THE PROM (2020) balances a bloated story with some fiery tunes

From Ryan Murphy comes The Prom, a Netflix musical comedy following a group of theatre stars who journey to a conservative Indiana town to rally behind a teen who just wants to take her girlfriend to the prom.

As with the vast majority of musical comedies – it’s the music and dance numbers that draw in the views, but it’s the strength of the story that makes a good musical GREAT! In this case, I can’t say the narrative does much to thrust the film into greatness, but it also doesn’t hurt it too much – it’s just okay. There are certainly elements of the story that are engaging and executed quite well, but there are a lot of subplots that come in and out without making much of an impact at all. The central narrative of a high school student striving to be included in her school’s prom is engaging and orchestrated very well. Over the course of the film, this main journey twists, turns and hits some familiar beats while creating some emotional investment in the central relationship. It services the music and the dance sequences just as well as it needs to.

On the other hand, it’s all the side plots that jump in and out of the spotlight that hurt the film in the long run. Some smaller arcs, such as one that centres around Keegan-Michael Key’s character, do have their good moments, but there are a number of others strewn throughout that just miss the mark. The majority of these misses come from smaller arcs designed to give the supporting characters some sort of emotion-driven journey. These moments end up feeling contrived and not natural in the slightest – as if the filmmakers are implementing them to force an emotional connection that is unnecessary. Just let the core narrative do what it does and have the side-plots contribute to the fun moments here and there. The amount of side-plots and detours the film takes really make it feel quite bloated. At 2 hours and 10 minutes, this could have been much better and felt like much tighter of a story if 15-20 minutes was shaved off. It’s just a bit long and, as I mentioned, a tad bloated.

Now, the music of the film – which is arguably the most important element – does have some jazzy hits that show up here and there. There are quite a few songs in here, so many that I hardly remember them all, and they’re mostly really fun. There are the more subtle musical numbers that aim to heighten the emotion, and there are the ones where everyone gets up and starts dancing to a choreographed number in the mall. Whenever a musical number begins it really does light up with film with loud colours and upbeat tunes – making for some of the movie’s best moments. I will say, the vast majority of the good songs are those where the leading woman, Jo Allen Pellman, takes centre stage. It’s her journey that dictates the story, so it’s her musical numbers that make the most impact. The songs headlined by the likes of Meryl Streep, James Corden and co. are hit or miss. The opening number falls flat, and from there you get some good ones and some that are certainly forgettable. It’s a shame that not all the songs hit, because this could have been an awesome soundtrack.

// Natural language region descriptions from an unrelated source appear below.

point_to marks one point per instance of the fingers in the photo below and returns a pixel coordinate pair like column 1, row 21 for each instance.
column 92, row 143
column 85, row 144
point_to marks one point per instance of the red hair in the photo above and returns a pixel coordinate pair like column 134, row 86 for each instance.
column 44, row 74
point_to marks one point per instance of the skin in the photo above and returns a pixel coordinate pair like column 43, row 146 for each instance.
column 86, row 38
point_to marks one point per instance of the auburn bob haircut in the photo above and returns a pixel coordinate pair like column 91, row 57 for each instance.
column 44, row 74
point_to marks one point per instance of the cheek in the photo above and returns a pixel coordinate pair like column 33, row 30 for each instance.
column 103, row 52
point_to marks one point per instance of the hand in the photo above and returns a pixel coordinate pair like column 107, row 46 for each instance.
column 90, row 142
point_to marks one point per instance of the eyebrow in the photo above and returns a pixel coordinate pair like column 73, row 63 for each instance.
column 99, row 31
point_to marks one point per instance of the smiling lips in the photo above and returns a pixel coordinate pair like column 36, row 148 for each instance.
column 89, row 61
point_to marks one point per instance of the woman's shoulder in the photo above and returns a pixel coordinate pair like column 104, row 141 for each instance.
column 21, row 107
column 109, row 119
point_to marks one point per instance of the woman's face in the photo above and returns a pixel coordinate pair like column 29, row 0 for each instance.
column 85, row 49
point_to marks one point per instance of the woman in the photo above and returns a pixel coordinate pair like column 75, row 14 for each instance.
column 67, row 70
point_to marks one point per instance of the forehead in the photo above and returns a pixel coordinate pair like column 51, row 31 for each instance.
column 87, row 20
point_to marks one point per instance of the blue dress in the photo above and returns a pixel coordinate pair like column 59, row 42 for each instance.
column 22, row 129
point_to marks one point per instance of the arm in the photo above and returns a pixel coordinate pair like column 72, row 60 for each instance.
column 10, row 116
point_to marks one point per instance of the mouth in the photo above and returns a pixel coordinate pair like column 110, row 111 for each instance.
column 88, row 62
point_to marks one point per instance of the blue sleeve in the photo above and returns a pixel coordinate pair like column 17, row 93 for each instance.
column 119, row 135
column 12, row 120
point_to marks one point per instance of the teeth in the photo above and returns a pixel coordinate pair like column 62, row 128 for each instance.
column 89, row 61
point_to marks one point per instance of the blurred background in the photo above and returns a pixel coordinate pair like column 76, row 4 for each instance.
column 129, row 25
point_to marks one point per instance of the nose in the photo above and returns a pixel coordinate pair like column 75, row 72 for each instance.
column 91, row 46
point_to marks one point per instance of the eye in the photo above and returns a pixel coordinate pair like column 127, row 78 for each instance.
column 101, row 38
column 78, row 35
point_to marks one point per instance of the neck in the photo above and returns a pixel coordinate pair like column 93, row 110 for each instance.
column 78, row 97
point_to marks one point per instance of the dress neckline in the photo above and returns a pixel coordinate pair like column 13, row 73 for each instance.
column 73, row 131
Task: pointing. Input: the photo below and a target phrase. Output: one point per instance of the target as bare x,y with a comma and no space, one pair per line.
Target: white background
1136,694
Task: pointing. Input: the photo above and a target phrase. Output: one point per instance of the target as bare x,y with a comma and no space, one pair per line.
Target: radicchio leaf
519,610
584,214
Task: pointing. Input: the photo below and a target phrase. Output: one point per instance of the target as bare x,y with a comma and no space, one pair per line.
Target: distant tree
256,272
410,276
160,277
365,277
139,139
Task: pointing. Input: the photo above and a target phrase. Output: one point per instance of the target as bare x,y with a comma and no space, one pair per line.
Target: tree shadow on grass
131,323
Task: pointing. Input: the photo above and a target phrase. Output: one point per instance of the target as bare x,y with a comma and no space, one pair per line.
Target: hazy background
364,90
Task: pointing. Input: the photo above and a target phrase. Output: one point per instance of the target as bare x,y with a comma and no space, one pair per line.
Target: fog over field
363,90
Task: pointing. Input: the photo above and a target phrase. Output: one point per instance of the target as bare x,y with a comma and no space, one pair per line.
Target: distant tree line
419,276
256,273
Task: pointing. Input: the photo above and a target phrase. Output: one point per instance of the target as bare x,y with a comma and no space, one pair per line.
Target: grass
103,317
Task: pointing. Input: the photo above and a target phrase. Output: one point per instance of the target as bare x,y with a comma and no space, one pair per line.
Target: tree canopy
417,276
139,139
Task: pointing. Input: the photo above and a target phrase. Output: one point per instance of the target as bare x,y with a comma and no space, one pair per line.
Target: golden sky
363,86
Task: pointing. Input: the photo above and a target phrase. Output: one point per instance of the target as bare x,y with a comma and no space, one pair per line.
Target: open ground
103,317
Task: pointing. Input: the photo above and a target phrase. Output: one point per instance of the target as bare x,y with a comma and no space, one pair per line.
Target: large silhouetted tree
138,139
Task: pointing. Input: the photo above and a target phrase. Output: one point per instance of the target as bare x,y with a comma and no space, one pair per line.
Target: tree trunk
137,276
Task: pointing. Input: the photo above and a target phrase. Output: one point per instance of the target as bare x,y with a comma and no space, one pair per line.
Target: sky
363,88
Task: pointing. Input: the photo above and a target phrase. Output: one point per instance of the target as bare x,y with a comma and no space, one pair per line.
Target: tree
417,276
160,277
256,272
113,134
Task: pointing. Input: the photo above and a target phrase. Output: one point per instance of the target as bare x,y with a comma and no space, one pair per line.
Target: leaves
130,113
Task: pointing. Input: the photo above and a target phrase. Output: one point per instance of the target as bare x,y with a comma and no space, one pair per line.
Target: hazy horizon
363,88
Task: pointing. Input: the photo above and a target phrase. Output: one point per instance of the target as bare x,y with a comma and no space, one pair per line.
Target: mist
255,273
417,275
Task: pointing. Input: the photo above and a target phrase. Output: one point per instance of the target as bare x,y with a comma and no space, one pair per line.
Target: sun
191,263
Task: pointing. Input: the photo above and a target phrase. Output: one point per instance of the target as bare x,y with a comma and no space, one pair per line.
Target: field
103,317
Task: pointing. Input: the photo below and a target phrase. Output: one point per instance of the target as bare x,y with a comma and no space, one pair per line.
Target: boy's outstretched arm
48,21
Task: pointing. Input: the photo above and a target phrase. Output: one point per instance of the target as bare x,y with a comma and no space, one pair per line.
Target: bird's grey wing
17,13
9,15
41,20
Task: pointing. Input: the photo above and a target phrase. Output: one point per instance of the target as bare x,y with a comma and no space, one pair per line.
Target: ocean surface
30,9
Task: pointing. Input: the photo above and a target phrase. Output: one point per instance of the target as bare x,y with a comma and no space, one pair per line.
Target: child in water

The music is one thing, but it’s the combination of the music with the stellar dance choreography that really elevates those musical moments. I’ll give credit where credit is due, there are a number of songs that feel like “the big climactic song” all due to the scale of the choreography and how “big” a number of the songs are presented. The production that went into these set-pieces most certainly pays off by enhancing the enjoyment of some songs that otherwise may not have been.

When it comes to the performances, there’s no looking past the stellar cast at the forefront of the film. Meryl Streep, James Corden, Nicole Kidman, Kerry Washington and Keegan-Michael Key are all talented individuals and it does show here. Whether it’s during musical moments or just through the general story – they’re all good enough to hold a scene together. Especially Meryl Streep, who doesn’t need to do more than lift a finger and you’re instantly transfixed. As someone who isn’t much of a fan of James Corden, he’s certainly the weakest link of the whole operation – sporting a questionable accent and never coming across as overly funny or impressive. It’s not a major hinderance as everyone else picks up the scraps.

Jo Ellen Pellman struts onto the scene, in what is her first major role, and crushes it. She has this very likeable drive and charisma about her that gets you instantly on the side of her character. From her strictly dialogue scenes to her variety of musical number, she really is the star of the show. And to say that at times she outshines Meryl Streep is as good of a compliment as any. It’s her character where the heart of the story is delivered through, and she does a great job to sell it all in an authentic way.

In the end, with an all-star cast, some zazzy songs and a decent story to go with it – The Prom is a fun, worthwhile watch. The narrative is bloated at times, with many side character arcs failing to stick the landing, but the central arc is enough to hold things together. Some of the music also misses the mark, but there are a number of fun, upbeat songs backed with great dance choreography spread throughout the film to keep you engaged. Then you have the performances from the likes of Jo Ellen Pellman and Meryl Streep to really bring something special to a number of scenes. It may not be the best or most well crafted musical out there, but for fans of musicals – there’s definitely a lot to get out of this as it oozes hints of High School Musical and Glee.